Hal ini diungkapakan Ketua Komisi III DPRD Malulu, Ricard Rahakbauw SH. Kepada awak media, di ruang kerja kantor DPRD Maluku, Selasa, (2/2/2021).
” Rapat kerja komisi III DPRD bersama PT Angkasa Pura Bandar Internasional Ambon, membahas tiga masalah yang dilakukan oleh PT Hamza ini, karena mereka, sudah lakukan adunium tiga kali, yakni’ bulan September tahun 2020 dan mereka mengaku, kemudian tanggal, (15/12/2020), pekerjaan sudah selesai, ternyata diundur lagi, di tanggal, (15/1/2021), kemudian diundur lagi menjadi tanggal, (15/2/2021).” tutur Rahakbauw
Dari hasil rapat tadi, mereka sudah sepakat, kalau memang PT Hamza, tidak diindahkan lagi, maka pihak PT Angkasa Pura Bandar Udara Internasional Ambon, akan mengambil tindakan tegas dengan memutuskan hubungan kerja,
” Selain itu juga komisi III DPRD Maluku, akan back up dan memberikan pertimbangan kepada Pimpinan DPRD Provinsi Maluku, untuk direkomendasikan diparipurnakan, kemudian rekomenadsikan itu, diterbitkan oleh DPRD untuk dilaporkan ke Kejaksaan Negeri Maluku, bahwa pekerjaan Bandar Udara Pattimura Ambon, yang merupakan’ pintu gerbang kita, menuju ke berbagai wilayah Indonesia maupun Internasional.” jelas Rahakbauw
Kemudian terkait masalah kebersihan Rahakbauw, juga mengungkapkan ini merupakan pengaruh dari rehap, yang terjadi sedemikian, dan masalah-masalah itu menjadi perhatian, tapi mereka mengijin kepada DPRD bahwa, pada tanggal (15/2/2021), kalau memang sudah selesai maka mereka sepakat, dan seluruh brikade kepercayaan dalam toilet selesai dan memberikan keamanan yang datang maupun pergi dari banda Udara Pattimura Ambon.

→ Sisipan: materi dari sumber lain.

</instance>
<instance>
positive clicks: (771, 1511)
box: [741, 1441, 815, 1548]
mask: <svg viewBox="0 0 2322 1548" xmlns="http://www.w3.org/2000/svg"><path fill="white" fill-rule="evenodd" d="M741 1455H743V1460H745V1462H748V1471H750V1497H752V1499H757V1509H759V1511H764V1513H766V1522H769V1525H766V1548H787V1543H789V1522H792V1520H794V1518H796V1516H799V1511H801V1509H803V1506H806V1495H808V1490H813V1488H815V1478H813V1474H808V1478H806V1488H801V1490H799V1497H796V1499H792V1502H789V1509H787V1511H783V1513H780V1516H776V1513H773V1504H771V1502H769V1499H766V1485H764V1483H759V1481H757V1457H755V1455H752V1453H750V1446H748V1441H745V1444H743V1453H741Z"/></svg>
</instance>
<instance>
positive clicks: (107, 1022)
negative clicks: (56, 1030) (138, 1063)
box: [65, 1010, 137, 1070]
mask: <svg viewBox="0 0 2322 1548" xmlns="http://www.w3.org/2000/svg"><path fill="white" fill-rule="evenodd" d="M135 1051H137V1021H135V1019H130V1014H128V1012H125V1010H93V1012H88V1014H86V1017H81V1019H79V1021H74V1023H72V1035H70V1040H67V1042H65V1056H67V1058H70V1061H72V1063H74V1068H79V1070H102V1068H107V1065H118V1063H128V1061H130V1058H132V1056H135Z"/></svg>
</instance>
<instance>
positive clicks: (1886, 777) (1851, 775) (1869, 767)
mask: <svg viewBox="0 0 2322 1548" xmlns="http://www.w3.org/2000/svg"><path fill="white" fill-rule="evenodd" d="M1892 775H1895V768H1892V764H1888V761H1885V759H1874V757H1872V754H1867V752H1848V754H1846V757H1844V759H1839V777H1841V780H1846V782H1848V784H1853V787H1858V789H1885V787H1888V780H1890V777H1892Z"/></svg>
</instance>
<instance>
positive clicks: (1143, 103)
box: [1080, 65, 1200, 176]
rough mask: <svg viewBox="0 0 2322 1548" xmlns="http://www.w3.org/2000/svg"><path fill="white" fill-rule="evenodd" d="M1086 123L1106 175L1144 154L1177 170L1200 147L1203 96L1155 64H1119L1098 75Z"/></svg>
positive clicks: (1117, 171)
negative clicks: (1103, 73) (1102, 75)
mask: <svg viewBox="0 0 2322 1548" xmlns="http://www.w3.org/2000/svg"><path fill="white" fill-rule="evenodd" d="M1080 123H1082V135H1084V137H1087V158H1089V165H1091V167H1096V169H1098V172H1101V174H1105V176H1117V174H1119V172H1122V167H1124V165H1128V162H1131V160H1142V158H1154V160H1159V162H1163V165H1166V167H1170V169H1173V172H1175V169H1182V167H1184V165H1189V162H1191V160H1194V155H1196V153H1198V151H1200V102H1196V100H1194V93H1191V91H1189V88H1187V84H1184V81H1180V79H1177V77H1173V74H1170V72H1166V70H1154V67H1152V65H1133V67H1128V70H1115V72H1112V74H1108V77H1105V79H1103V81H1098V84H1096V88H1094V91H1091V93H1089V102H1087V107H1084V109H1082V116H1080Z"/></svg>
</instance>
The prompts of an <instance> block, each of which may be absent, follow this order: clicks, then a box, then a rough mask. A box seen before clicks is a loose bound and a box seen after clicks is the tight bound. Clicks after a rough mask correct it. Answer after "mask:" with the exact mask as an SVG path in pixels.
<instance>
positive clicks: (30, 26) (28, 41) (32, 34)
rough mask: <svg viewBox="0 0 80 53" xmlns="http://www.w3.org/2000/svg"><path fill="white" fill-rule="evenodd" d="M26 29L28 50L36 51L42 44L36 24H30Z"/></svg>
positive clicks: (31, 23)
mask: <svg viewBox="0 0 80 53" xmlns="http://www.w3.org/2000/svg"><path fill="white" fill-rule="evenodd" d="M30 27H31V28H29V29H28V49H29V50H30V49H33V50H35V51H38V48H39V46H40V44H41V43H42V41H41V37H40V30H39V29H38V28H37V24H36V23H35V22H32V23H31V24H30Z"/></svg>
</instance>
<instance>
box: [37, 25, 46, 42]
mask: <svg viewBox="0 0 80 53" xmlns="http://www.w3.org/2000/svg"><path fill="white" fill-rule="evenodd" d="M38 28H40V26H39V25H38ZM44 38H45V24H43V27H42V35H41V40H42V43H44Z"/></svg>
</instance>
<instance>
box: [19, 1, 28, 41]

” Terkait upaya didorong proses hukum terhadap, PT Hamza, menangani pekerjaan itu, karena ini sudah merupakan adunium satu, mereka minta September, tunda Desember tahun 2020. Dan ketiga tanggal, (15/2/2021), sebab ini untuk yang ketiga kali, kalau mereka tidak kuat maka mereka tidak mampu untuk menyelesaikan rehap Bandar Udara Pattimura Ambon,” ujarnya.